One of its main selling points is the fact that it is directly opposite the border gate that is now open 24 hours a day.
Its prices are less than half those of Macao, where the average price per square metre of residential space rose by 9.2 percent in October to 106,341 patacas per square metre, according to the Financial Services Bureau. Property prices here have tripled since 2009.
Since the news of the 24-hour opening came, there has been a rush of interest from Macao people. The number of them visiting property sites in Hengqin has increased by 50 percent; the developers have started to sell their units, in advance in Macao.
Xu Yihan, a consultant to Hesheng Real Estate Company, said that, on hearing the news, owners of units in the Hengqin New Garden complex raised their prices from 29,000 to 30,000 yuan per square metre in anticipation of strong demand.
It is typical of prices in Hengqin which have risen dramatically in the last five years. An apartment in Jinxin Garden cost 2,000 yuan a square metre in 2003, with most units empty; the price rose to 4,000 in 2010 and has now reached 26,000 yuan. Prices of the newest apartments are even higher, at 39,000-42,000 yuan per square metre. One of the most desirable sites is K2 Lai Chi Wan, with a total of 320,000 square metres, including a kindergarten and a primary school and with 11 different kinds of apartment. It is under construction, with an expected sale price of 40,000-50,000 yuan per square metre.
These increases reflect the rapid development of Hengqin and the sharp rise in property prices in Macao. Prices in the district are the highest of any in Zhuhai.
All this is not good news for potential buyers in Macao. It means that Hengqin has become a part of the Macao property market, attracting investors from outside who are speculating on rapid price increases. This carries the risk of a bubble.
Guan Haijing, deputy president of Hengqin Huiji Investment Company, said that the main buyers for apartments in the district in the first phase would be Macao people. “But its population is limited and some have bought already. At a later stage, there will be a large supply of property. The sale of all of these units will be difficult.”
Another downside is that, while the property sector has grown quickly, the ancillary facilities – including shops, markets, restaurants, banks, schools and hospitals – are not yet in place.
Ye of Jin Hai Wan said a primary school would be built opposite the development, with teachers hired from cities in Guangdong province.
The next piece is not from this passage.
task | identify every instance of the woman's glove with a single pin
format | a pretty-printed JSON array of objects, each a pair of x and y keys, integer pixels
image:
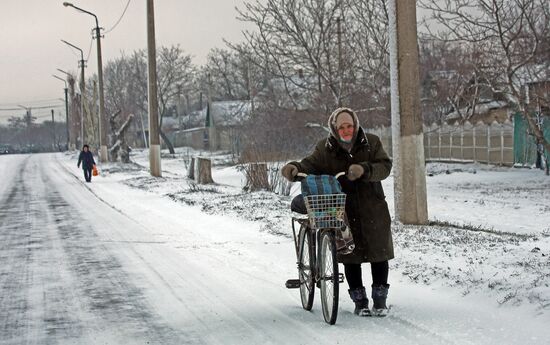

It will follow the mainland and not the Macao curriculum; residents from the city will have to decide whether to send their children there or to a school in Macao.
Other beneficiaries
Other beneficiaries of the opening will be the more than 70,000 migrant workers in Macao, a majority of them from the mainland.
They are even less able than local residents to buy property in the city; most live in cramped apartments and dormitories. The opening of the border means that they or their employers can rent space in Hengqin for them to live in; it should be cheaper and more spacious.
As of the end of 2013, there were 73,476 imported workers in Macao; the number will continue to rise with the opening of 17,000 new hotel rooms over the next three years. The population is expected to reach 700,000 by 2016, up from 610,000 at the end of 2013.
The opening to Hengqin should also serve the Macao population as a whole, giving them a new place to go at the weekends and escape the overcrowding of the urban area.